Libertà di espressione
Le sberle “promesse” dalla presidente provinciale Anpi De Tomasi a uno studente in quel di Luino, e che hanno già conquistato la ribalta delle cronache, sono tornate in auge durante il consiglio provinciale di oggi, martedì 29 aprile. A renderle di nuovo cronaca viva è stato il consigliere di Fratelli d’Italia Marco Colombo. «Non discuto il valore del 25 Aprile e non voglio nemmeno intentare un processo nei confronti di Ester De Tomasi, la presidente provinciale di Anpi che ha “promesso” sberle” a uno studente per le sue idee esposte durante un convegno a Luino. Però non si può stare zitti davanti a questo episodio, e più ancora di fronte al fatto che, dopo quelle parole fuori luogo, sarebbe stato sufficiente di ammettere di aver sbagliato».
E quegli striscioni? Non li condanna nessuno?
Ferma e documentata con una serie di episodi recentissimi (i tanti striscioni dell’estrema destra “dedicati” a Resistenza e Partigiani) è stata la risposta di Stefano Bellaria: «Sulle parole di Ester De Tomasi ho visto interrogazioni parlamentari, parole di condanna sulla stampa nazionale. Certo, forse sono state pronunciate parole fuori posto, ma che dire degli striscioni di estrema destra che abbiamo visto in questo 25 Aprile in cui i partigiani sono stati definiti “ruba gallline” e la Resistenza è stata definita «una cagata pazzesca»? Non ho sentito le stesse parole di condanna».
La riflessione di Chicco Vettori (FI)
Chicco Vettori di Forza Italia ha evidenziato due passaggi del documento. «Il primo che FdI ha accettato il completo cambiamento della parte più importante della mozione che è l’impegno del Consiglio provinciale e del presidente sulla promozione del dialogo e non è una cosa scontata. Il secondo, che questa variazione della mozione richiama sinteticamente a ciò che Papa Francesco ci ha sempre chiesto, cioè che “occorre costruire ponti e non alzare muri“. E questo, come ho detto, in un clima pesante di litigio continuo che non permette poi un fruttuoso lavoro per il bene comune è una responsabilità che noi dobbiamo assumerci e mettere in atto costruendo ponti. Ritengo positivo che il PD sì sia astenuto su questo tema.
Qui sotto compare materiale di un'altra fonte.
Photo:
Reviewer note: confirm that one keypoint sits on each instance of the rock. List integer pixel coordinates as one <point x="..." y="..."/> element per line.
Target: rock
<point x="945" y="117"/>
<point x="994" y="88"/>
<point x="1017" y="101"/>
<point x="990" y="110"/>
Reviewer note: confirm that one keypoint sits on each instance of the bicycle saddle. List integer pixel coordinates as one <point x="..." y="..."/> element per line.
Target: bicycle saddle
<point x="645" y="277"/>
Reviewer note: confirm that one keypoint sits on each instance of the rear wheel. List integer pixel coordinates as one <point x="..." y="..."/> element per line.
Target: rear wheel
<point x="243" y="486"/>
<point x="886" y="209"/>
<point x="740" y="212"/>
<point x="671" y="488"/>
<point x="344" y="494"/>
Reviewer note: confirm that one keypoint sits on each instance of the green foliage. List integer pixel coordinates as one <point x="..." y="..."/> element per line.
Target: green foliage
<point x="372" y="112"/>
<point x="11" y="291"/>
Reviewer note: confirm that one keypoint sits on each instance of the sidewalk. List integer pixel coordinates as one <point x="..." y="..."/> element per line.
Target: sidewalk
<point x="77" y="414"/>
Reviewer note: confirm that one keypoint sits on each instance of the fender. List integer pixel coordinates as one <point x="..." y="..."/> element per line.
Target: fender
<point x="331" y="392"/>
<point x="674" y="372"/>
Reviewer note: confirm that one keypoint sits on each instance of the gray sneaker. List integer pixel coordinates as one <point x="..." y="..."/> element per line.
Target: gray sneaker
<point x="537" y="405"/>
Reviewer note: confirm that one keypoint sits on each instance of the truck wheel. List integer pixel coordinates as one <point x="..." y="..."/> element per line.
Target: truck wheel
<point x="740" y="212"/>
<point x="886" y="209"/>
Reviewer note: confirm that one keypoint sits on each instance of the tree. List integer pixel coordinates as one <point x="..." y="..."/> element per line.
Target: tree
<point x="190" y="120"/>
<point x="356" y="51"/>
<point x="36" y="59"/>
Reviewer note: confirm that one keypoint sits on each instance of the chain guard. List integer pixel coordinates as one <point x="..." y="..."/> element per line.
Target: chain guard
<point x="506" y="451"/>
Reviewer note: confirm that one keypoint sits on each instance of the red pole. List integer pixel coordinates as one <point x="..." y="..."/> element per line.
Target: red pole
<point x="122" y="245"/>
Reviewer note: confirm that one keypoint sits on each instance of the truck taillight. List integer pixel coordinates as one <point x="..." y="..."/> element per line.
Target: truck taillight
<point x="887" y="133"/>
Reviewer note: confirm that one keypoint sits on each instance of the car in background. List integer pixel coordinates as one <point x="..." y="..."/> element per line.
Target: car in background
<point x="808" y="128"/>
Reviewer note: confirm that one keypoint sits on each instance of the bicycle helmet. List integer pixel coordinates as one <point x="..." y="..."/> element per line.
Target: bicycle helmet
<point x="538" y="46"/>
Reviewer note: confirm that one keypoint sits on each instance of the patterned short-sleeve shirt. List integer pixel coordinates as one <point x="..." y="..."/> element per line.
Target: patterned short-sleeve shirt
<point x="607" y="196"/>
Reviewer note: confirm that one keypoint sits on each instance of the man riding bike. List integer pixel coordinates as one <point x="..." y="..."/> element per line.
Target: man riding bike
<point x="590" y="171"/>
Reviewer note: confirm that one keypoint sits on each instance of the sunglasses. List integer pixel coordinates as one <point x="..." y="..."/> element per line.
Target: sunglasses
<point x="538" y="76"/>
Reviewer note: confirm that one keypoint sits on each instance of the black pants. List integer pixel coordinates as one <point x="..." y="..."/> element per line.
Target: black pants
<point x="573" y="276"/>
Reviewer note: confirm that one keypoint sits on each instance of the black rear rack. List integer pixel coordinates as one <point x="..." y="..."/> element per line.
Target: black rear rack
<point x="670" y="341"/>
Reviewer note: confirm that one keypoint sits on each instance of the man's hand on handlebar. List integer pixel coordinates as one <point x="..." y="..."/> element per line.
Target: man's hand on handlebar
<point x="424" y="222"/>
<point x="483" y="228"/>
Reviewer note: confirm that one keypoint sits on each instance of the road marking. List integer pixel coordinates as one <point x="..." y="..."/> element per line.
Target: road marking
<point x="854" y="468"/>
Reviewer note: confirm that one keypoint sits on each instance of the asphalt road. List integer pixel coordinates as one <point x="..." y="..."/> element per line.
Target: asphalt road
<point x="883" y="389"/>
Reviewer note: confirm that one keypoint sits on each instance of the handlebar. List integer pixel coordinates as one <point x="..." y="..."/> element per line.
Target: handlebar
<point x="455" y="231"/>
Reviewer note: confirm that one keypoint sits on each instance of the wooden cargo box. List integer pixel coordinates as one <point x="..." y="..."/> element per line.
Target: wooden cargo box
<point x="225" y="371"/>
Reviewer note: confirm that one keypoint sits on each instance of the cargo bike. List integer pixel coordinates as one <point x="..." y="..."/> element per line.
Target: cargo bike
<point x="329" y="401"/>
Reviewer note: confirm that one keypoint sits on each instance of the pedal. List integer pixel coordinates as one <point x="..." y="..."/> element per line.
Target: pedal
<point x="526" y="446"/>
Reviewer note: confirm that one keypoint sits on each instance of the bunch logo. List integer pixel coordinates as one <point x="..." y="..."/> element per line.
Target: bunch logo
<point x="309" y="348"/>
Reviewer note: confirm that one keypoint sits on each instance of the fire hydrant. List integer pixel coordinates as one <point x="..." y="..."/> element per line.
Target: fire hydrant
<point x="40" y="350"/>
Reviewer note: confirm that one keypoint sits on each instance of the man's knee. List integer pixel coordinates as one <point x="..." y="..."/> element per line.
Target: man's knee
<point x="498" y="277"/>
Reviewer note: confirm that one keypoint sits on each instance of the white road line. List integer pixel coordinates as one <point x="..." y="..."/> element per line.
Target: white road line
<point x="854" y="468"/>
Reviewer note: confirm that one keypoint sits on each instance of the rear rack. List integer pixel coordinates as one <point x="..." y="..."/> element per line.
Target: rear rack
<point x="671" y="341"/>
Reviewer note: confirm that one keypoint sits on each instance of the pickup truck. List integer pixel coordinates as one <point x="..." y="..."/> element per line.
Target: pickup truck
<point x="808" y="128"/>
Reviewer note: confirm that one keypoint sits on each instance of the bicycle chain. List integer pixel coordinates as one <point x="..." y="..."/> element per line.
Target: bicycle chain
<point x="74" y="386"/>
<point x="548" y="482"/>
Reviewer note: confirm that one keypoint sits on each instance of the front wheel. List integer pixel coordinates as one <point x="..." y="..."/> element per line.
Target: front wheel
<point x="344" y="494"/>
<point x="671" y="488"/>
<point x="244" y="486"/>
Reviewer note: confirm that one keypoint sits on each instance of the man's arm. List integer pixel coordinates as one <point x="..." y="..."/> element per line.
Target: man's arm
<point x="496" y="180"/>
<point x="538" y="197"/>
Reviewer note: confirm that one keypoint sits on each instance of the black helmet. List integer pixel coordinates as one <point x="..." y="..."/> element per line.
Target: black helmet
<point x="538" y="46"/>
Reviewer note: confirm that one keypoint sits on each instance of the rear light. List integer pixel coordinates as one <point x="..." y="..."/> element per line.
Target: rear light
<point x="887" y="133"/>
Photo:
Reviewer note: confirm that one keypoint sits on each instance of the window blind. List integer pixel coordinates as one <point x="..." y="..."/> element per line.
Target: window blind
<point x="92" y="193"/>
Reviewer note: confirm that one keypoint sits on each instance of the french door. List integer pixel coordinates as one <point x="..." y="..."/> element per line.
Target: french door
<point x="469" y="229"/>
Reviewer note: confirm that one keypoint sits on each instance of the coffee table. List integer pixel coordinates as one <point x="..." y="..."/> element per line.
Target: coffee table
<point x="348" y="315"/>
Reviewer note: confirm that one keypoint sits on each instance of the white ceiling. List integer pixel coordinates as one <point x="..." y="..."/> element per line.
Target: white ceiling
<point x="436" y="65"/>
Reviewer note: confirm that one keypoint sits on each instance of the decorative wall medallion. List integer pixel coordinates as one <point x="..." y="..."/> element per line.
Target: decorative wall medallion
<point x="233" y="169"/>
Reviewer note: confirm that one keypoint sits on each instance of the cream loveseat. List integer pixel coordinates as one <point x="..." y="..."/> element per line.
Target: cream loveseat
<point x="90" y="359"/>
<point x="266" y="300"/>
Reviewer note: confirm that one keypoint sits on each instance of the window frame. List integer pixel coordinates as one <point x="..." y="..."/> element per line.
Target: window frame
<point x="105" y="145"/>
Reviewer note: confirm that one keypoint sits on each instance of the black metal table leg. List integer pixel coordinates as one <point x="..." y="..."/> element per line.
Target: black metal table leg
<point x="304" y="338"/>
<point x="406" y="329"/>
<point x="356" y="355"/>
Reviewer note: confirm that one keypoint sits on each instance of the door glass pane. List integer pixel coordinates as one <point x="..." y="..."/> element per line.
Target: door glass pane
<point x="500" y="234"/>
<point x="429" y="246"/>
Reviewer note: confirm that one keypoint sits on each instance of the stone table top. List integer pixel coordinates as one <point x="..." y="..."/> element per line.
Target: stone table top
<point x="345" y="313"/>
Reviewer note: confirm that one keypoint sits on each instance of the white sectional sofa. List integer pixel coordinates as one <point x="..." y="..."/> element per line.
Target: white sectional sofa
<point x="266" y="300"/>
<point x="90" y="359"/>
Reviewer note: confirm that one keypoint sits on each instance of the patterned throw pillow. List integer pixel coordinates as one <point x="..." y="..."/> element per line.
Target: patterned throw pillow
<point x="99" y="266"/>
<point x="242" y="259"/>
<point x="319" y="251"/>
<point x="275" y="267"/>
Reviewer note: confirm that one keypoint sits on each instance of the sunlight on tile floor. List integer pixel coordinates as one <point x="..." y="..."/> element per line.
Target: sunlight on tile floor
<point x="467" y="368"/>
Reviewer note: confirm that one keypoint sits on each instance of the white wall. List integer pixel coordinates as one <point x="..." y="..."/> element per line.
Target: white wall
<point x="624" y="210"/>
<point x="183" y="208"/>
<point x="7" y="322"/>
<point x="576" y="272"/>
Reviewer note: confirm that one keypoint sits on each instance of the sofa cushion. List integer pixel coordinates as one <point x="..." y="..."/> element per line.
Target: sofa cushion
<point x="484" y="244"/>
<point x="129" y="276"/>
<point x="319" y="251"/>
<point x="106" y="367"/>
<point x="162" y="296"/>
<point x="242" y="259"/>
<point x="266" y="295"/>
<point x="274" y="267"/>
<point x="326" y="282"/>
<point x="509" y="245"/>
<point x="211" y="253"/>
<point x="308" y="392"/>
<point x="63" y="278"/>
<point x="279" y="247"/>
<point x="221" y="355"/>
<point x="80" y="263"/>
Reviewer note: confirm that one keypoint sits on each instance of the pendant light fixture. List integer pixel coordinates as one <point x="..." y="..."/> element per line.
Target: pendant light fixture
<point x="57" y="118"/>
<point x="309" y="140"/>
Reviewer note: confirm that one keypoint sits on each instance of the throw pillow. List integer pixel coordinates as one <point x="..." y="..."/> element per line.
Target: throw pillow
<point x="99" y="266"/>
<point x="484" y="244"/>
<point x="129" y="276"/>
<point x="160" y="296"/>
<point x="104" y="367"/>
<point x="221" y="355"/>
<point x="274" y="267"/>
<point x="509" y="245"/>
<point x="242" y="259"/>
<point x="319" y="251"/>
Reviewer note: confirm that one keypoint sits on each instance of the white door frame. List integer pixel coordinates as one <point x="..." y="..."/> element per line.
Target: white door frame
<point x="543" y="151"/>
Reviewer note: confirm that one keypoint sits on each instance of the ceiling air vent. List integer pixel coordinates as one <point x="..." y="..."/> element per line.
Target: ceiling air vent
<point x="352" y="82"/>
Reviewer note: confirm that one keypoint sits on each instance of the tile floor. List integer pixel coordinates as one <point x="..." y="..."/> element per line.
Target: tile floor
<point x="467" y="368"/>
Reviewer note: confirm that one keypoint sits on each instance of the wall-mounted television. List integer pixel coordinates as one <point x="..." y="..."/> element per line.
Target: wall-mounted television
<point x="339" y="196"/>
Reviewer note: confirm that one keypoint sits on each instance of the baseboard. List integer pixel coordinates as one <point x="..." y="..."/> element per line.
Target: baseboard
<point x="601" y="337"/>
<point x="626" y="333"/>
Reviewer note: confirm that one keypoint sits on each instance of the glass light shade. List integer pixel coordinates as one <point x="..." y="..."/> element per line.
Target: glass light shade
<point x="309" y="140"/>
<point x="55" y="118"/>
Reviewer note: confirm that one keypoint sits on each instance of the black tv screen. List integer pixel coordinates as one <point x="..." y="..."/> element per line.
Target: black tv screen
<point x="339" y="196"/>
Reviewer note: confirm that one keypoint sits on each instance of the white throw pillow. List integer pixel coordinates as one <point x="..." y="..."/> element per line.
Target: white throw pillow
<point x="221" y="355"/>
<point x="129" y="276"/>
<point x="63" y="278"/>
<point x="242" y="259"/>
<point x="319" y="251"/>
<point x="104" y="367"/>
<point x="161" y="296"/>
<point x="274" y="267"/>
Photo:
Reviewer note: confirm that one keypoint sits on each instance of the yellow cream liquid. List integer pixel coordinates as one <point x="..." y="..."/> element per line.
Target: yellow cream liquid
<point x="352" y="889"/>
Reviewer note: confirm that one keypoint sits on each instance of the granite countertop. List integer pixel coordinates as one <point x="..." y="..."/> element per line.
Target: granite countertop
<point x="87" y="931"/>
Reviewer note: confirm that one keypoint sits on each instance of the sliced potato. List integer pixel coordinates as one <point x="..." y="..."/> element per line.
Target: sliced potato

Però peccato, perché con un po’ di coraggio in più, mollando alcune questioni ideologiche ancora presenti, potevano votare a favore e avrebbero sicuramente dato un segnale ancora più potente nel costruire ponti, questione quanto mai indispensabile in tutta la nostra società».
La playlist del consiglio provinciale
E in difesa di De Tomasi, Bellaria cita Francesco De Gregori: «Su quella frase mi vien da citare La Leva calcistica del 68 in cui si dice di non giudicare un giocatore da un calcio di rigore sbagliato». Dopo Frankie Hi Nrg citato da Marco Colombo e Giorgio Gaber tirato in ballo dal consigliere di Forza Italia Vettori, la playlist di Villa Recalcati si arricchisce di un altro imperdibile brano.
Intervento che Marco Colombo coglie con il medesimo spirito con cui ha presentato la mozione: «Una mia mancanza non aver condannato anche quegli striscioni».
Marco Magrini, il presidente: «Conosco la De Tomasi e ho conosciuto anche suo papà che quell’orrore l’ha vissuto sulla propria pelle. La presidente dell’Anpi è una persona passionale. Vero è che quelle parole le sono sfuggite.
Passa il Rendiconto
Passa il documento del Rendiconto 2024 con anche il voto a favore, il primo da quanto è tornato tra i banchi del consiglio provinciale, di Alberto Barcaro. E con l’astensione dei gruppi di minoranza. E passa anche l’accordo di adesione di Villa Recalcati alla Fondazione Varese Welcome, iniziativa lanciata da Camera di Commercio per rimettere in pista una progettualità territoriale sul tema del turismo e dell’attrattività.